I like the graphing library used in this one. A quick look and search at the code leads me to this https://github.com/cytoscape/cytoscape.js-cose-bilkent
A graph of programming languages connected through compilers
91–100 of 110 posts
Re: A graph of programming languages connected through compilers
#92Just nitpicking, but why wouldn't Ruby connect to C in this graph?
I thought the same thing...c via MRI als0 C++ via Rubinius.
Re: A graph of programming languages connected through compilers
#93Neat visualization! I wonder how large it could get if people could add their own nodes and edges.
Re: A graph of programming languages connected through compilers
#94It says V8 compiles JavaScript to Machine Code, but is that really correct given that the machine code is an intermediate product, and the result of applying a JIT to a specialized piece of code (where part of the variables are already known to the compiler)?

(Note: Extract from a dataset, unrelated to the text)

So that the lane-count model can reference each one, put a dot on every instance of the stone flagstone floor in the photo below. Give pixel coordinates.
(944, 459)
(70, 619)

Re: A graph of programming languages connected through compilers
#9544 languages 42 languages compile to Machine Code Wait, what? There are 2 languages that don't compile to Machine Code? Which ones are those, and how is it even possible?
But there's more to it than that. The bytecode is actually interpreted at first by the JVM runtime. The code is also continuously dynamically profiled. There are two compilers C1 and C2.
Whatever functions are using the most cpu time get compiled using C1. C1 rapidly compiles to poorly optimized code, but this is a big speedup over the bytecode interpreter. The function is also scheduled to be compiled again in the near future using the C2 compiler. The C2 compiler spends a lot of time compiling, optimizing and aggressively inlining.
But there's more. C2 can optimize its compile for the exact target instruction set, plus extensions, for the actual hardware it is running on at the moment. An ahead of time C compiler cannot do that. It needs to generate x86-64 code that runs on a large variety of hardware processors.
But there's more. The C2 compiler can optimize based on the entire global program. Suppose a function call from one author's library to another author's library can be optimized in some way by writing a different version of that function. C2 can take advantage of this and do it where a C compiler can not because it doesn't know anything about the insides of the other library it is calling -- which might be rewritten tomorrow, or might not be written yet. Once the Java program is started, the C2 compiler can see all parts of the running program an optimize as needed.
But there's more. Suppose YOUR function X calls MY function Y. If your function X is using much CPU, it gets compiled to machine code by C1, and then in a short time gets recompiled again by C2. The C2 compiler might inline my Y function into your X function. Now suppose the class containing my Y function gets dynamically reloaded. Your X function now has a stale inlined version of my Y function. So the JVM runtime changes your X function back to being bytecode interpreted once again. If your Y function is using a lot of CPU, then it gets compiled again by C1, and then in a while, by C2.
All this happens in a garbage collected runtime platform.
It is why Java programs seem to start up, but take a few minutes to "warm up" when they start running fast. Many Java workloads are long running servers, so startup is infrequent.
Now you know why Java can run fast for only six times the amount of memory as a C program.
Re: A graph of programming languages connected through compilers
#96Dude, where's my lisp?
Re: A graph of programming languages connected through compilers
#97Earlier quoted context omitted.
There's ActionScript, which can only be interpreted.
Hm. I thought Flash has bytecode rather than ActionScript being plain interpreted.
Re: A graph of programming languages connected through compilers
#98Re: A graph of programming languages connected through compilers
#99Earlier quoted context omitted.
By the pigeonhole principle, any such iteration must either enter a cycle, or the translations must be unbounded in length. If you experiment, you will find that Google Translate usually lands in the first category; transpilers usually land in the second.
I am iterested in an example that cycles on Google translate - can you share one?
Re: A graph of programming languages connected through compilers
#100JavaScript -> Js2Py -> PyPy -> Machine Code
JavaScript -> Js2Py -> CIL -> LLVM IR (-> Machine Code)
JavaScript -> Js2Py -> Pythran -> C++ -> LLVM IR/Machine Code
That's got to look like spaghetti by the end, no?